Hay colas mucho más dramáticas y desesperadas. Los vecinos de San Juan de
Lurigancho han tenido que esperar por el agua en días de desamparo (salvo
por la asistencia que les dio la Municipalidad de Lima). El distrito representa
el 11% de la población de Lima, con mayoría de jóvenes. San Juan de
Lurigancho, que se llama así en recuerdo de San Juan Bautista y de la palabra
de origen quechua “ruricancho”, es un país en sí mismo. En él se hablan el
aimara, el quechua y el asháninka.
Del mismo modo que tenemos que esperar que se ratifique a un banquero
de primer nivel como Julio Velarde y nombrar a su directorio en el BCR. Del
mismo modo tenemos que esperar a que se resuelva el destino del cuerpo
de Abimael Guzmán en medio de una confusión de autoridades. Al respecto,
me parece muy justa la propuesta de Juan Carlos Tafur, según la cual
debíamos designar un día de conmemoración de la victoria social y política
en contra del terrorismo. En medio de la dispersión de autoridades, es
absurdo que el cuerpo de Guzmán siga esperando su destino. Es un episodio
vergonzoso que será recordado cuando se recuerde a un personaje nefasto.

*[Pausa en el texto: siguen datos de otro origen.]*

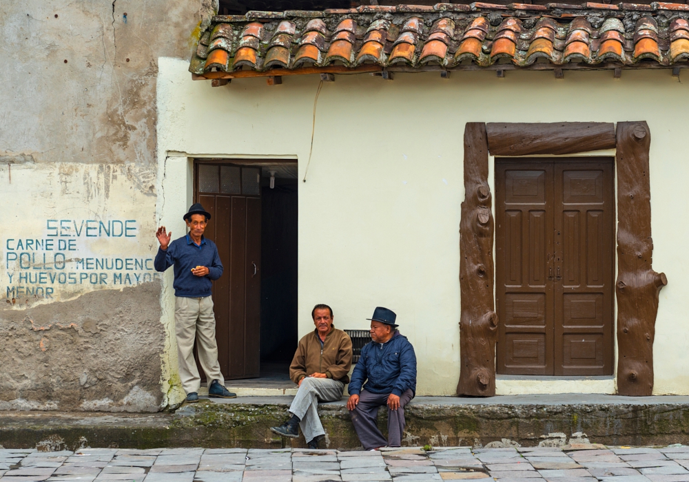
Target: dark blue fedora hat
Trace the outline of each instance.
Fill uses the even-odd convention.
[[[382,306],[376,306],[373,311],[373,315],[370,318],[367,318],[369,322],[380,322],[387,325],[397,326],[395,320],[397,319],[397,315],[392,310],[389,310]]]
[[[191,220],[192,214],[203,214],[206,217],[206,220],[208,220],[209,219],[211,218],[210,213],[203,209],[203,207],[201,206],[200,202],[196,202],[192,205],[192,207],[189,208],[189,212],[184,215],[183,219],[185,221],[186,221],[187,219]]]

La vida personal y la social están compuestas por numerosas colas. Hay


algunos que han renunciado, argumentando que no tiene sentido esperar en
vista de que todo está destinado a perecer.

Nadie nos habló del tedio de la espera mejor que Beckett en “Esperando a
Godot”. En esa obra, dos personajes llamados Vladimir y Estragón esperan a
un ser llamado Godot, que muchos han identificado con Dios. En la última
escena, uno de ellos le propone al otro irse del lugar donde están. Ambos
están de acuerdo, pero se quedan inmóviles. Las luces se apagan. Siguen
esperando.

En una sociedad marcada por las dilaciones y las colas, pensamos que tal vez
nuestro destino es el de una novela que convirtió la espera en un asunto
central: “El coronel no tiene quien le escriba”. Al final, cuando está claro que
la espera no tendrá fin, su esposa le pregunta qué van a comer. El coronel le
ofrece la famosa y definitiva respuesta.

(Es una sola palabra, al final del libro, y corresponde a los que están hartos
de esperar).
Frente a este ritual peruano, la cultura popular ha inventado un lema irónico
que es un consejo práctico: “A esperar sentado”. Pero cuando la espera
producto del caos, la incertidumbre, el desgobierno, se prolonga y pierde
sentido, empiezan la violencia y el hartazgo. La desesperación significa la
renuncia. Aun así, el peruano parece hecho para el aguante.

Muchos seguiremos esperando. Parafraseando una gran frase sobre Kafka,


podemos decir que si Beckett fuera peruano sería un escritor costumbrista.